Pyongyang quickly responded to Trump's remarks on Monday, urging the United States to abandon its "hostile policy" against North Korea if it wants to continue bilateral talks.

Earlier Monday, meanwhile, North Korean First Vice Foreign Minister Choe Son Hui, a close aide to Kim, left Pyongyang for Russia, apparently to exchange views with Russian officials on how to expedite negotiations with the United States.

As North Korea has asked the United States to shift what Kim has claimed are one-sided demands in nuclear talks by the end of this year, all eyes are on whether the two countries can resume their stalled working-level meeting in the not-so-distant future.

Addressing Kim directly, Trump tweeted on Sunday, "I am the only one who can get you where you have to be. You should act quickly, get the deal done.
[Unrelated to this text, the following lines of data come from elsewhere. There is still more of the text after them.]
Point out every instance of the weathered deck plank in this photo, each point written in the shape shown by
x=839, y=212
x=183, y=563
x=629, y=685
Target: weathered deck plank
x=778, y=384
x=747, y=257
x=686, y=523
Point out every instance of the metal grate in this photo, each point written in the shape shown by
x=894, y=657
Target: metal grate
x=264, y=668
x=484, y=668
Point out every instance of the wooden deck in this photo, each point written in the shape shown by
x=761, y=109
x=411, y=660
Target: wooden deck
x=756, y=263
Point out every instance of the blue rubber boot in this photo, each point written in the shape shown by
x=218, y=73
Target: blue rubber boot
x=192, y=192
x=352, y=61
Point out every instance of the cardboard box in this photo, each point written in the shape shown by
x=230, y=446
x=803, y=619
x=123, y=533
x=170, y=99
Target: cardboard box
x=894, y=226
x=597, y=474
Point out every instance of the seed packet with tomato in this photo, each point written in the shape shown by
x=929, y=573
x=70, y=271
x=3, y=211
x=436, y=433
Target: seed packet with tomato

See you soon!"

On the same day, the United States and South Korea said that they have decided to postpone their joint air defense exercises, scheduled for later this month, as an olive branch to the North. Pyongyang has denounced such drills as rehearsals for an invasion.

But Kim Kye Gwan, adviser to the North Korean Foreign Ministry, said in a statement carried by the official Korean Central News Agency that ties between the two nations have not improved much even though Kim Jong Un and Trump have met three times since June last year.

North Korea is "not interested" in a "fruitless" summit, Kim Kye Gwan, a former chief nuclear negotiator with the United States, said, adding, "If the United States really does not want to let go of the thread of dialogue, it should make a decision to withdraw its hostile policy."

Ensuring the continuation of the political system led by Kim Jong Un is believed to be the primary goal of North Korea.

Washington and Pyongyang held a working-level meeting in Stockholm in early October, but it ended without progress. Kim Myong Gil, who has also led the negotiations for the North, said the talks broke down as Washington came to the table "empty-handed."

At the first-ever U.S.-North Korea summit in June 2018 in Singapore, Trump promised to provide security guarantees to Pyongyang in return for "complete" denuclearization of the Korean Peninsula.

North Korea, however, has argued that the United States has not implemented the agreement despite Pyongyang taking what it says are concrete steps to discard nuclear weapons.

In recent months, North Korea has continued to test its weapons technology. It has warned it may restart nuclear and intercontinental ballistic missile tests if negotiations with the United States fail to achieve a breakthrough by the end of this year.

The United States and North Korea technically remain in a state of war after the 1950-1953 Korean War ended in a cease-fire. The two countries have no diplomatic relations.